Publié aux éditions Soleil, Convoi se déroule en 2074, dans une France post-apocalyptique défigurée par les guerres nucléaires et les dérèglements climatiques. Alex est chargée d’assurer un convoi de médicaments du Havre vers Marseille, un exercice périlleux pour lequel elle s’est entourée d’une équipe de gueules cassées. Manifestement inspirés de Mad Max, Kevan Stevens et Jef livrent un récit pop, tarantinesque et traversé de tirades fusantes.
Déforestation, surconsommation, pollution, armes nucléaires, virus : ces menaces, longtemps soulignées dans la presse, les rapports d’experts ou les sommets internationaux, se sont agglomérées pour façonner le monde post-apocalyptique dans lequel évoluent les personnages de Kevan Stevens et Jef. La France n’est plus le décor de carte postale qu’elle a été : elle ressemble désormais davantage aux étendues désertiques traversées par les engins motorisés de Mad Max. Y acheminer des médicaments d’une ville à l’autre n’a d’ailleurs rien d’une sinécure, puisqu’il faut faire face aux terrains accidentés, au manque de ressources et aux hordes sectaires fanatisées. C’est pourtant à cette entreprise périlleuse que vont s’astreindre Alex et ses camarades, pour le moins insolites (on y trouve des binaires, des végétariens extrémistes, des réac’ à la petite semaine, des vieillards pervers, des gourous opportunistes…).
Pour qui a lu Mezkal, le côté pop et tarantinesque de Convoi ne sera pas une surprise. L’avalanche de tirades bien ciselées non plus. Kevan Stevens et Jef restent ainsi fidèles à leurs fondamentaux et livrent, dans un rythme effréné, ce qu’il faut de violence brute et de déraison pour marquer la rétine et la mémoire de leurs lecteurs. La traversée d’Alex n’est qu’une succession d’écueils à travers lesquels l’humanité apparaît toujours plus diminuée. À cet égard, l’introduction de l’album constituait déjà un bon indicateur : des gardes passés à tabac, un mercenaire crucifié, une mission casse-gueule imposée par la force, il n’en fallait sans doute pas plus pour initier une folie impétueuse.
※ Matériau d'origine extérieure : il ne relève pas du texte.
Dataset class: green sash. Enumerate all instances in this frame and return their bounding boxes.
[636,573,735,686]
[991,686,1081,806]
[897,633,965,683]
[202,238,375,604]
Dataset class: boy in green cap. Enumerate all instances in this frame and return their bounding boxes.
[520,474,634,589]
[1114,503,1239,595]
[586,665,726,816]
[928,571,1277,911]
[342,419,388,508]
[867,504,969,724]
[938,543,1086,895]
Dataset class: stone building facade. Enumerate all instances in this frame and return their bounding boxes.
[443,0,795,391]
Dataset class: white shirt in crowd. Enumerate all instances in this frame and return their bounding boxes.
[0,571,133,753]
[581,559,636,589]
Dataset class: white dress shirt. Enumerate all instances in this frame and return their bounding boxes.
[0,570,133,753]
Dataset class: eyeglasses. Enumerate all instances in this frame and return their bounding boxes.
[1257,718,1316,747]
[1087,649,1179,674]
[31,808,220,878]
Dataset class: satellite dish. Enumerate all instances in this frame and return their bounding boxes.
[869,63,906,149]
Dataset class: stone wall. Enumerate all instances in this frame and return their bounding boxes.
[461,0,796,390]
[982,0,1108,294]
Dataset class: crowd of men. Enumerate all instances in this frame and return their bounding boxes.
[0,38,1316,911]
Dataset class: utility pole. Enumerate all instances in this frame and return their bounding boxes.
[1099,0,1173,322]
Cette constellation de gueules cassées, plutôt réussie, prend place dans des planches avenantes, colorées avec soin, dont les dimensions et les angles de vue ont été contrôlés par le truchement de modèles réduits, comme chacun pourra le constater en parcourant les annexes de l’album. On aura en revanche davantage de réserve sur les expressions faciales, souvent sommaires, voire monolithiques quand il s’agit par exemple de dessiner l’étonnement (les yeux ronds, la bouche ouverte), comme en témoigne par exemple la page 75. Ce n’est pas forcément gênant, car cela s’inscrit dans l’esprit exalté voulu par Kevan Stevens et Jef, mais ça pourrait cependant refroidir certains lecteurs attentifs.
Par ses partis pris narratifs, sa science des dialogues et ses personnages gratinés, Convoi pourrait se ranger aux côtés d’Overseas Highway, Psykoparis,Valhalla Hotel ou encore (et surtout) Gun Crazy. Explosions, corps démembrés, cheveux ridiculement colorés, sexe, vomi, Milky Way, références à la culture populaire (de Goldorak au rap en passant par les frères Bogdanoff) : tout contribue à l’outrance dans un univers où la mesure n’a plus aucune prise. Finalement, on se dit que Convoi manque un peu d’épaisseur (et peut-être même de colonne vertébrale), mais qu’il se rachète par l’ingéniosité de ses planches et son côté pop et bravache, parfaitement fondu dans ses tirades fusantes et irrévérencieuses.